Vibe Coding vs. Vibe Engineering
The difference isn't how fast you write. It's how hard you make AI think. Here's the methodology behind building Kvalty.cz.
When people hear “programming with AI,” most imagine a simple process: write a prompt, AI spits out code, done.
That might work for a simple script. But not for a project like Kvalty.cz. There, I apply what I call Vibe Engineering. And it looks completely different.
My process isn’t a monologue. It’s a structured adversarial review.
How It Actually Works
Phase 1: Research & Strategy
I never start with code. My first command is always something like:
“I want to achieve X. Research the current documentation and modern best practices. Create a detailed implementation plan.”
Phase 2: The Roast
Here’s where it gets interesting. I don’t take that plan and start coding.
I take it and throw it at another AI agent with this instruction:
“You’re a senior architect. Critically evaluate this plan. Find security holes, performance bottlenecks, and propose better solutions.”
Phase 3: Consensus
These agents argue with each other (under my guidance). We iterate until we land on a bulletproof design that I’m satisfied with too.
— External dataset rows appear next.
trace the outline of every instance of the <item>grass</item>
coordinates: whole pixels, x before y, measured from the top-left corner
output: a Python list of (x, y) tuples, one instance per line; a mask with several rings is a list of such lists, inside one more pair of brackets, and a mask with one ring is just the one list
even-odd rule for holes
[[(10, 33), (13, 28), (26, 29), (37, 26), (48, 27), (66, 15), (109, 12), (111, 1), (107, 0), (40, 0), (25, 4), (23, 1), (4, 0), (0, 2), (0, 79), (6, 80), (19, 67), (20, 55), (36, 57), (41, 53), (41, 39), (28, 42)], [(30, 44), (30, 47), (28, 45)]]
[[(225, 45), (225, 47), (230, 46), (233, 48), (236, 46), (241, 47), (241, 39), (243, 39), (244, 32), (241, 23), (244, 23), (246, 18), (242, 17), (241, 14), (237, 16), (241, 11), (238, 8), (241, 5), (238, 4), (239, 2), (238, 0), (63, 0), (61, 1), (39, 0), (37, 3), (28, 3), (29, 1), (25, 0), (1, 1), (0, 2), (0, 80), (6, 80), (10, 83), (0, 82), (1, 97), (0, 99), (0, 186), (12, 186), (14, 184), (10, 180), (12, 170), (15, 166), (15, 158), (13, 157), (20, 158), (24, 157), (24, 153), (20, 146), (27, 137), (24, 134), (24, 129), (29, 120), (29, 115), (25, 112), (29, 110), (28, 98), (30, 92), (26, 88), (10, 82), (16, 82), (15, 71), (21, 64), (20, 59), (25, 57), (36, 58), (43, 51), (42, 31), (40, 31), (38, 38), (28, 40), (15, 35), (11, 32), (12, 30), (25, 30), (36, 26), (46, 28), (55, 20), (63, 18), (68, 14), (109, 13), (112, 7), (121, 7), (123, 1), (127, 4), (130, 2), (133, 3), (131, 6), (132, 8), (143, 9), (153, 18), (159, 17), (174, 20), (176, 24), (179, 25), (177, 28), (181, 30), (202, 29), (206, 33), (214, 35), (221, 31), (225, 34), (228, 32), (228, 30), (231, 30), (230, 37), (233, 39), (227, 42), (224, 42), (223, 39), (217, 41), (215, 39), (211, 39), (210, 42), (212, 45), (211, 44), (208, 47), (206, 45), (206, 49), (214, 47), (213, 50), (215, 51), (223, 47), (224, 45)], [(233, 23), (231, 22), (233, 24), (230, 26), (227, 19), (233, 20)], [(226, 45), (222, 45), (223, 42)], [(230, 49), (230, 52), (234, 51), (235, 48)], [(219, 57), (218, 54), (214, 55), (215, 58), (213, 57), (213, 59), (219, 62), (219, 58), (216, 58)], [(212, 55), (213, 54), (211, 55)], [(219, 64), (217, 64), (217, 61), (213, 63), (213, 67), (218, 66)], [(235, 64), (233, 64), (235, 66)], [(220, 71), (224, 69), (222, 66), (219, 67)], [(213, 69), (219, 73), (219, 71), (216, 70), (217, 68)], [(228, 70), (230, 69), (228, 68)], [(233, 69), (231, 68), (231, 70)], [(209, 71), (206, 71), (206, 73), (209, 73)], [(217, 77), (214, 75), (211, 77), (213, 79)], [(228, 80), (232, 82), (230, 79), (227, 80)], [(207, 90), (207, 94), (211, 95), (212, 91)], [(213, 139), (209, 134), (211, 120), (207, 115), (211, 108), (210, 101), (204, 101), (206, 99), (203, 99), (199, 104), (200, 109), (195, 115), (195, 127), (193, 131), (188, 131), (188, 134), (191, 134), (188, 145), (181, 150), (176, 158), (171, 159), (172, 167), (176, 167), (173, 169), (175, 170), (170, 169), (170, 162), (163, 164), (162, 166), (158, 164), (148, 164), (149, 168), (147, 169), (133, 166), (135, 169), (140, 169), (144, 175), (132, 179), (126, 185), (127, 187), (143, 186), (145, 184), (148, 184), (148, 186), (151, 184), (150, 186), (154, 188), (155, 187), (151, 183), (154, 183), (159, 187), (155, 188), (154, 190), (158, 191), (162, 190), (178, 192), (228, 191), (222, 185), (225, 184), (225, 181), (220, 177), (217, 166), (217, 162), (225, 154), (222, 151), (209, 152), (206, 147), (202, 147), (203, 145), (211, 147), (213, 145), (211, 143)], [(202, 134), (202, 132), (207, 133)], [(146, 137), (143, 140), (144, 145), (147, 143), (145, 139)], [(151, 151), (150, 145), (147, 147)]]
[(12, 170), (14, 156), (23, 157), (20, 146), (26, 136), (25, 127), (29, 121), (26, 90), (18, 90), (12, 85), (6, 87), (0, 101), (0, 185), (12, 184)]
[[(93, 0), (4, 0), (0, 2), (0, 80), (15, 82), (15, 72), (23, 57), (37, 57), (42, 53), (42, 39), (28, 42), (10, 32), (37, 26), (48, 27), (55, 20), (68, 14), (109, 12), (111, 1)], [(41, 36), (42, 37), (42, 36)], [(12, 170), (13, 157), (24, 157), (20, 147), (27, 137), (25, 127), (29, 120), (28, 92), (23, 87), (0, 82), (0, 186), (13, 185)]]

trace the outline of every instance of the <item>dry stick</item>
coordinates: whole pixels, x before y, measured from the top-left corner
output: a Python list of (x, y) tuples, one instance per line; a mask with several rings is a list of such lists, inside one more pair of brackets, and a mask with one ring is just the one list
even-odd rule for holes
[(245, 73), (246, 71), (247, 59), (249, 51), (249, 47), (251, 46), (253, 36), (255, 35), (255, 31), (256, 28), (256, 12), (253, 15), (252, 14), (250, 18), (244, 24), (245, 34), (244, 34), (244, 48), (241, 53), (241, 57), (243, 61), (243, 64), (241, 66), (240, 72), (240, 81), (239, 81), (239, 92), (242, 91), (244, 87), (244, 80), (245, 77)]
Only then does the first line of code get written.
The Result
Kvalty.cz doesn’t run on the first idea an AI hallucinated. It runs on a solution that went through several rounds of critical review — it just happened in minutes, not weeks.
The Core Insight
Vibe Engineering isn’t about AI doing the work for you. It’s about knowing how to direct, coordinate, and ultimately decide who’s right.
It’s no longer just about writing syntax. It’s about refusing to settle for average, just because it was generated quickly.
Are you using AI as a code generator, or are you forcing it to do its own adversarial review?